1 Introduction

Probabilistic safety assessment (PSA) is performed by regulatory bodies to check whether the designs of nuclear power plants comply with regulatory requirements and by industry for identifying key vulnerabilities [1,2,3,4]. Traditional PSA methods, i.e., fault trees (FTs) and event trees (ETs) have critical limitations in practice, and the results may differ widely from real values due to imprecise descriptions of component aging and maintenance and binary modeling of component behavior (only faulty/safe states are considered) and the neglect of dynamics of the system (i.e., effect of the order and timing of failure events on the accident progression) [2, 5, 6]. In the PSA analysis of some advanced nuclear systems, such as the China Lead-based Research Reactor (CLEAR) [7], the fusion-driven subcritical system [8] and the International Thermonuclear Experimental Reactor (ITER) [9], high accuracy is required and such factors cannot be neglected.

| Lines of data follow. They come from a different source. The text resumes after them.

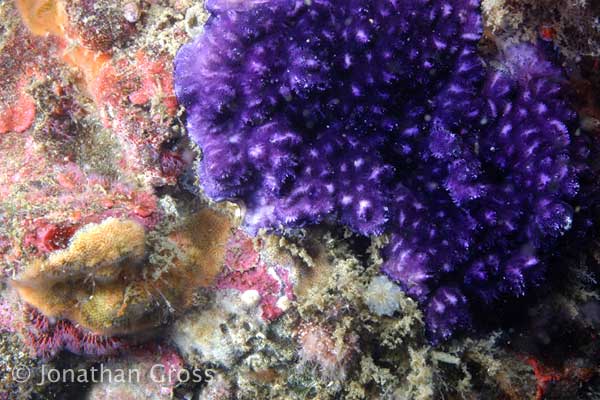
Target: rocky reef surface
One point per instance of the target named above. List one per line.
(281, 199)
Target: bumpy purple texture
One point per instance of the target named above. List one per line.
(481, 214)
(307, 110)
(380, 115)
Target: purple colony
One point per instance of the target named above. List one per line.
(380, 115)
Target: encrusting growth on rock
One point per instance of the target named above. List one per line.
(104, 281)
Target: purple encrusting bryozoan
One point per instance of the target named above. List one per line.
(381, 116)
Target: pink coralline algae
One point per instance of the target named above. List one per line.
(47, 338)
(18, 116)
(245, 270)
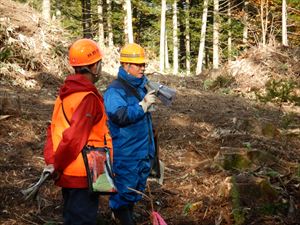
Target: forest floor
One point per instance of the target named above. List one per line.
(229, 159)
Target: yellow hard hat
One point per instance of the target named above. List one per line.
(132, 53)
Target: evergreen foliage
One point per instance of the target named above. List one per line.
(146, 24)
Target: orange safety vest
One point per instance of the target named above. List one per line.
(98, 135)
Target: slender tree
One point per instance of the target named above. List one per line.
(229, 44)
(101, 26)
(245, 21)
(175, 39)
(187, 39)
(58, 9)
(202, 38)
(167, 63)
(128, 21)
(216, 26)
(46, 10)
(284, 24)
(162, 36)
(109, 24)
(86, 18)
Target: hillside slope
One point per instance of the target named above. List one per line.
(228, 159)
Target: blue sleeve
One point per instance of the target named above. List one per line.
(119, 110)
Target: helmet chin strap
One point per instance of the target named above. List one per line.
(98, 69)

Monte Carlo (MC) simulation is a popular dynamic method developed to overcome these limitations, [5, 10,11,12], but it is not efficient at simulating rare events in a complex system [13]. Although sampling algorithms of antithetic variable sampling [14], dagger sampling [15], and stratified sampling [16] can be applied to MC simulation to reduce the estimate error and the computational cost, the results are still unsatisfactory.

Biasing techniques can solve these problems effectively by forcing the events of interest to occur more frequently in the MC simulation. Some biasing techniques, such as importance sampling [17,18,19,20] and multi-canonical Monte Carlo (MMC) [21, 22], can reduce the estimate error and the computational cost.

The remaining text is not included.